Sen. Alexander was one of six GOP senators who wrote Interior Secretary Gale Norton back in November to say they opposed changes to the Management Policies. Now the senator has officially gone on the record to Director Mainella with his opposition. And in staking out his views, Sen. Alexander has highlighted key areas of the proposed revisions that would weaken protections currently enjoyed by national parks and which could benefit polluters and cost tax payers.
In his three-page letter, the senator takes exception to how the proposed revisions delete from the very first section of the Management Policies "language that unambiguously defines conservation and resource protection as the primary purpose of the Park Service."
"In its place," he continues, "the proposed draft disperses ambiguous language throughout the document that de-emphasizes the importance of resource protection by allowing impacts so long as they can be mitigated or otherwise managed.

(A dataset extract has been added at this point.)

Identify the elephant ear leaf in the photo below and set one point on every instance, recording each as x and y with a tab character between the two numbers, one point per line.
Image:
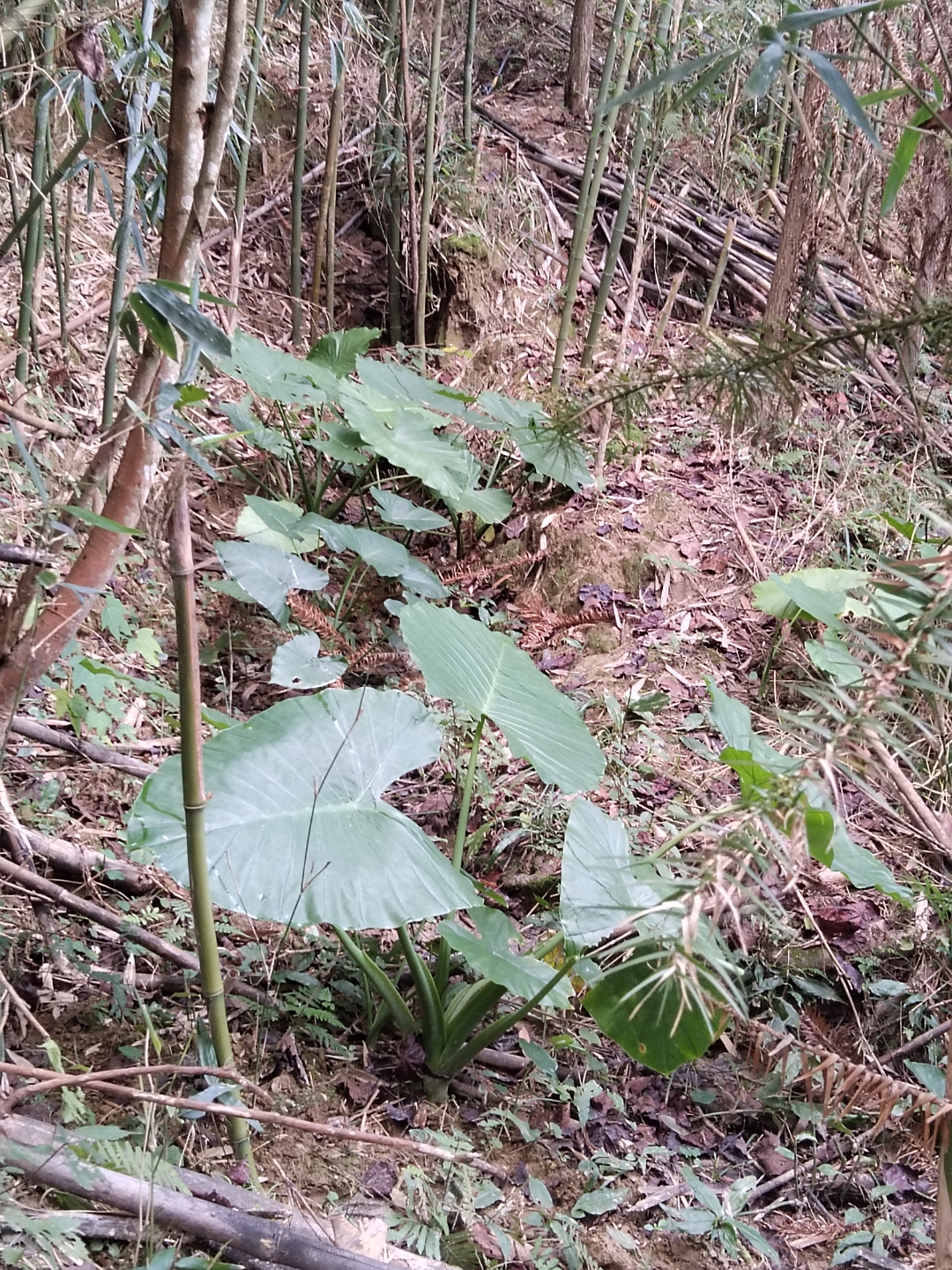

This conflicts with the paramount mandate of the (National Park Service) Organic Act, which is to conserve park resources and leave them unimpaired for the enjoyment of future generations, even if that requires the Park Service to reduce or eliminate a particular form of use."
The senator, with Great Smoky Mountains National Park most definitely in mind, told Director Mainella that the revisions would weaken efforts to clear the smog that drastically limits visibility in that park, which straddles the Tennessee-North Carolina border.
"Absent smog and other pollution generated by human activities, visitors to the Great Smoky Mountains National Park would enjoy views of more than 100 miles," the senator wrote. "If 'natural' conditions are redefined (as proposed) to include man-made impacts like coal-fired power plants, it is difficult to see how we will ever achieve clean air in our parks."
Furthermore, Sen. Alexander noted, changes in Section 4.7.1 would weaken the Park Service's current oversight of state-issued permits for major air pollution sources.
"The Clean Air Act gives the Park Service an 'affirmative responsibility' to protect air quality values in the parks, and explicitly directs the Park Service to object in writing when a proposed facility would cause or contribute to an adverse impact on park air quality," he pointed out. "The redraft would prevent the Park Service from seeking permit modifications or denials until after attempting to identify 'technological solutions' that prevent harmful impacts to park air quality. This creates a complicated, costly, and unworkable new obligation for national parks."
In wrapping up his letter, Sen. Alexander recommended to Director Mainella that once the Park Service compiles and integrates all the public comments made on the current revisions, it then open another 90-day public comment period on the resulting draft.